While the influx of Australian miners to Canada has been underway for some time (including Evolution Mining, Newcrest Mining, and St Barbara), the Canadian miners and mining supply and service companies that are forging a path in Australia are less well documented.
The birthplace of some of the world’s biggest miners such as BHP and Rio Tinto, Australia offers an attractive and potentially lucrative opportunity for Canadian companies looking to establish a presence or to expand current operations there. That applies to both miners attracted by its geology and mining history, and mining supply and service companies that are looking to tap a new market.
According to the Australian government’s Department of Foreign Affairs and Trade, mining and quarrying was the top sector for foreign direct investment (FDI) in Australia from 2018-2020. These investments reached A$360.4 million ($331 million) in 2020, accounting for over one-third (35.1%) of total FDI into Australia that year. In 2021, the mining sector ranked first for gross value added (GVA), with an 11.7% share of the country’s total GVA.
Below is a selection of Canadian companies that have recently started operating in Australia.
Founded in 2008, Sudbury-based Symboticware develops and manufactures real-time data management systems for mobile mining equipment to improve operational efficiency and safety.
Ash Agarwal, Symboticware’s president and CEO, says the company has been working in the mining industry for 13 years and “provides solutions to address the connectivity issues for equipment like remote drill rigs that allow companies to gain meaningful insights into their operation.”
In August, the company secured $2.8 million in seed funding. The funds “have allowed us to scale up our operations beyond Canada and pursue opportunities in Australia, New Zealand, Asia Pacific, and the U.S.,” Agarwal said.
Symbioticware is currently working with partners in Australia on two opportunities in the country, he added. “The first is for an equipment financing company that provides heavy machinery for mining operations.
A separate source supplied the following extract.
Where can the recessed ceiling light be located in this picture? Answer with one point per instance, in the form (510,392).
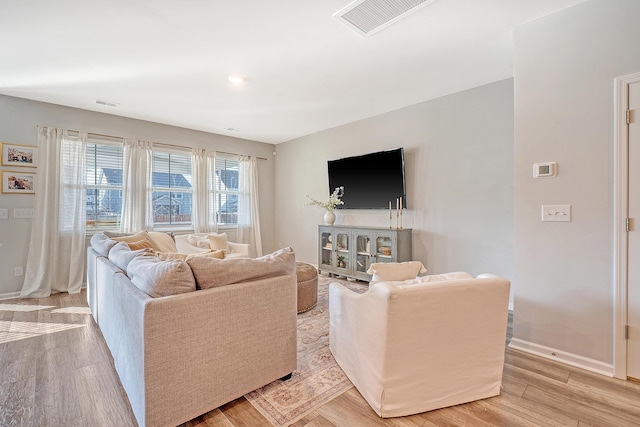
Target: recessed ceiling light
(237,80)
The other is for (an unnamed) mining company that is looking to better manage their mobile fleet.”
He added that “at some point, we will have a local presence in Australia because we know that Australians are very specific around whom they do business with … they want to deal with local people and local companies.”
Commenting on his experience working in Australia, he noted that Australians were “very progressive and stuck with finding solutions longer (than other countries).”
The mining sector in Australia is a “large part of their economy and is more centralized there than in other countries, so the return on investment is higher than other markets,” Agarwal said. “This is another reason why we’d like to expand our presence there.”